The journey to this point has been brutal.
It’s worn me down in ways I never thought possible. Heck, in ways I never knew could be possible.
And while I’m still standing, I’m not the same man I was. Not even close.
This didn’t happen overnight.
It happened slowly, over years—until one day I realized the version of me I’d always known was gone.
The Truth About Long-Term Emotional Abuse
Let’s be real: most people don’t understand what emotional and verbal abuse looks like when it’s not physical.
It doesn’t always come with shouting or obvious cruelty.
Sometimes, it’s a thousand cuts over years.
And sometimes, it is shouting. It is mockery. It is calculated public humiliation.
For me, it was being called weak. Fragile. Over and over again.
Being dismissed, interrupted, rolled eyes, sighs, smirks.
It was hearing “you’re too sensitive” every time I spoke up.
It was having my character questioned, my very life views challenged, my intentions twisted.
It was name-calling—straight-up verbal attacks—sometimes behind closed doors, sometimes with an audience.
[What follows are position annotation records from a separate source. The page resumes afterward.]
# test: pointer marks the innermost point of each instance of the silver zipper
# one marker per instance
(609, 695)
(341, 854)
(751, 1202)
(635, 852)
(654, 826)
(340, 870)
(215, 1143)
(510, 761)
It was constant correction. Being “taught” how to talk, how to think, how to feel, how to dress, how to think, how to talk on the phone. Nothing was acceptable. Nothing was off limits.
It was years of criticism disguised as jokes. Well-intended “feedback”.
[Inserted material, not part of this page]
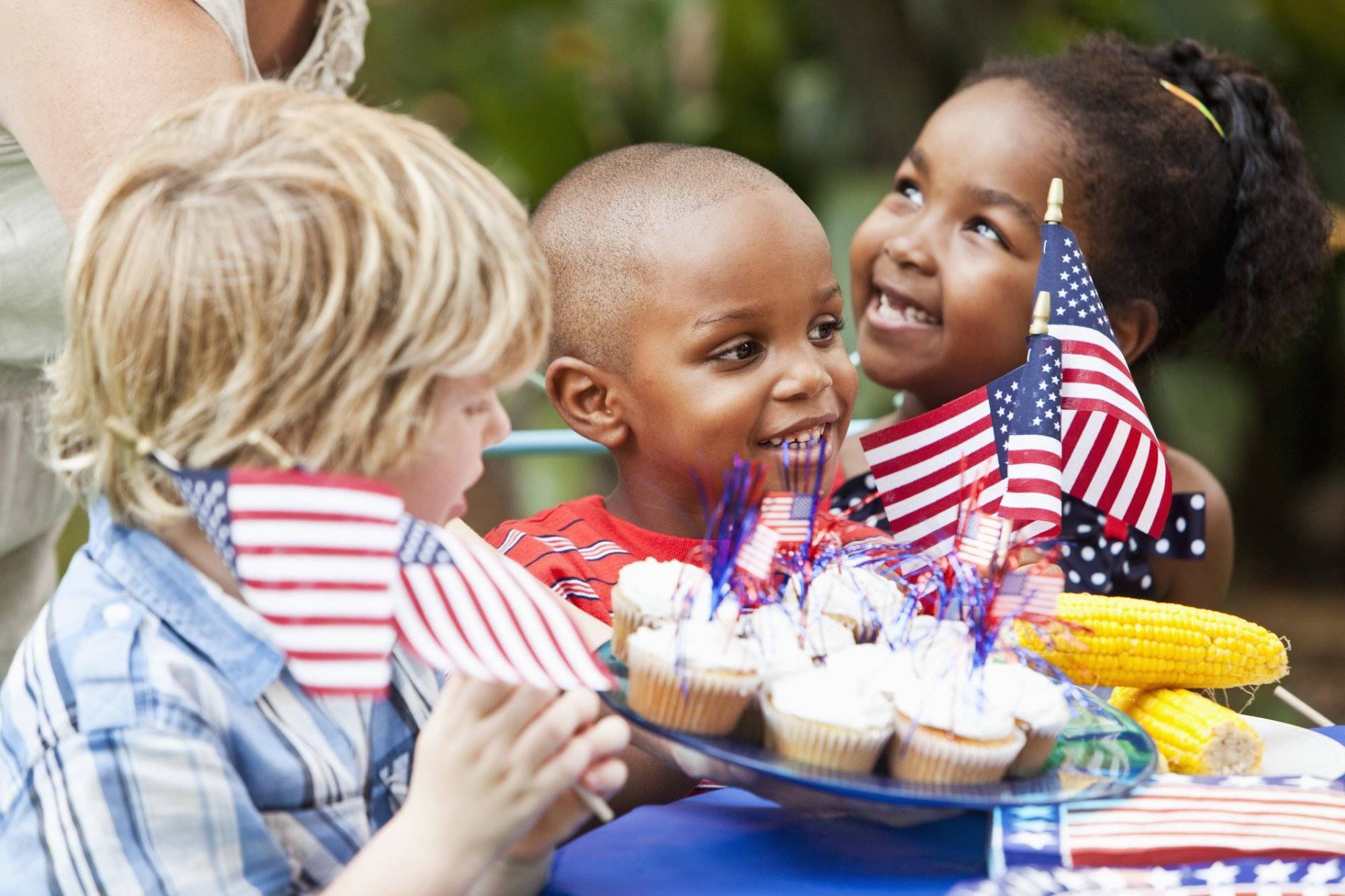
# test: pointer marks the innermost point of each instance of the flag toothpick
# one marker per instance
(1056, 202)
Years of being made to feel like I was never enough—not as a husband, a man, or a human being.
I didn’t just lose confidence. I lost clarity. I lost joy. I lost my ability to trust my gut or even know what I wanted.
And when I tried to explain it, even to myself, it felt impossible. Like trying to prove a bruise that had already faded—one that only showed up on the inside.
She’s Changing—But the Damage Is Done
To her credit, she’s doing the work now. Real work. She’s remorseful, and she’s putting in the hard work to improve herself.
But here’s what no one tells you: when you’ve been hurt over and over again by someone who claims to love you, even their healing can feel like pressure.
But my body doesn’t believe anymore. My nervous system doesn’t care how sorry she is.
It reacts the same way it did back then: tight chest, gut in knots, hypervigilance. I can’t just “move on.”
I can’t unhear the ridicule, unfeel the fear, unlive the years.
Trapped in the In-Between
So here I am. Still married, technically.
Emotionally separated.
I care about her. I want good things for her. I see the progress.
But I also see the scars—and I can’t ignore them anymore.
One day I think, maybe there’s a future.
The next day, I know I need to walk away for good.
Then guilt shows up, or loneliness, or some faint hope, and I stay stuck.
This Can’t Be It
I’m exhausted.
This ride has to end.
I want peace. I want laughter that’s real, not forced.
I want to be fully myself again—not edited or managed or minimized.
I cannot keep faking life to get through the day.
But after everything, I don’t know what that looks like yet.
If You’re a Man Reading This
I’m writing this for you. The guy who’s been silently enduring.
The one who doubts himself, but deep down knows something is deeply wrong.
You are not weak.
You are not crazy.
You are not alone.
Emotional abuse doesn’t just happen to women.
It happens to men, too—good men who try hard, who stay loyal, who keep hoping things will get better.
This is not the end of my story.
But it is a turning point.
And maybe, just maybe, it’s yours too.